Artest Returns to Team After Meeting with League

by Jeff Tzucker
by Conrad Brunner

Feb. 27, 2003

Indianapolis, Feb. 27, 2003 - After spending Thursday with franchise President Donnie Walsh in New York for a meeting with NBA executives, Ron Artest was expected to rejoin the Pacers for Friday night's game against the Milwaukee Bucks - although coach Isiah Thomas did not say if he would return to his usual spot in the starting lineup.

What happens thereafter is entirely up to Artest.

Suspended for the third time this season - but the first time by the Pacers - Artest was left behind when the team traveled to Boston, where it dropped a 71-69 decision to the Celtics on Wednesday night. Artest was punished because, on the way into the locker room after an 83-78 loss to Washington the night before, he grabbed his framed photo off the wall and smashed it to pieces.

Thomas immediately told Artest of his punishment and said after practice Thursday he did so "to help him and to help our team."

"Sometimes you have to do things that you don't necessarily want to do or don't like to do but the situation calls for you to act, and you must act," Thomas said. "In the long run, you've got to be a team that plays with great discipline and great concentration in order to be champions. If you're not disciplined enough in your person and you can't sustain concentration for a 2½-hour period, it's going to be tough for you to wear the championship ring."

Artest clearly has not been himself since returning from his second NBA-imposed suspension of the season, four games heading into the All-Star break. Since then, he has averaged just 10.8 points, shot .300 from the floor (30-of-100) and .222 from the arc (8-of-36) while committing 24 turnovers (3.0). In his last three games, he was 6-of-30 from the field (.200) and 2-of-14 from the arc (.143).

His slump coincides with a six-game losing streak, the Pacers' longest since the 1992-93 season.

"It's hurting the team because he's a big part of our team," said Al Harrington. "For most of the season, everybody including us would say he was the Most Valuable Player on our team because he was playing in his image. We're missing him right now, but he'll be back."

Thomas and those players who met with the media after practice continued to voice their support for Artest - although it has become clear that the level of patience with his discordant play and aberrant behavior is dwindling.

"For us to be a successful team, and as successful as we were earlier in the year, Ron was a big part of that," said Reggie Miller. "By no (stretch) of the imagination would we ever turn our backs. Hopefully, there'll be some type of resolution between him and the league.

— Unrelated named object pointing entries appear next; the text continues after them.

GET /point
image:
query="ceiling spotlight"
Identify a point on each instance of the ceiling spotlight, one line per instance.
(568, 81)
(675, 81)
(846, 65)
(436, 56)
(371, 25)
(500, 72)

"He plays hard and sometimes he crosses the line. But as a teammate, you've got to be able to pull him back. There's been some times when I scratched my head, and there's other times when a lot of things he does have helped us win. Sometimes you've got to take the good with the bad but he has to understand when he feels he's crossing the line, and that's where we're somewhat in the gray area."

The Pacers have gone 3-6 in games Artest has missed this season, eight due to suspension, one due to illness.

"It's not hard to support him," said Harrington. "We're behind him 100 percent. He's got my back. He's still my boy."

Though the meeting came one day after Artest's suspension, it actually was scheduled weeks ago as the league and the franchise sought to solve what has become a growing dilemma for both.

"You never want, especially a player young in his career, to get labeled or have a black cloud hanging over his head," said Miller. "Hopefully, they can come to some type of resolution and work out whatever differences that he has with the league and what differences the league has with Ron."

Thomas concurred.

"It's a good thing that the league wanted to talk to him," Thomas said. "From time to time they've done this with several different players in the league. Anyone who has the opportunity to sit down with Ron will see he's a very caring young man, and he does have some issues he's trying to deal with and trying to overcome.

"Anyone who has the opportunity to sit down and get to know him, they want to try to help him with those issues. We're trying to help him. He has the potential to be a great basketball player, and he is a great person. He has some things to overcome and we'll try to work with him on overcoming those things."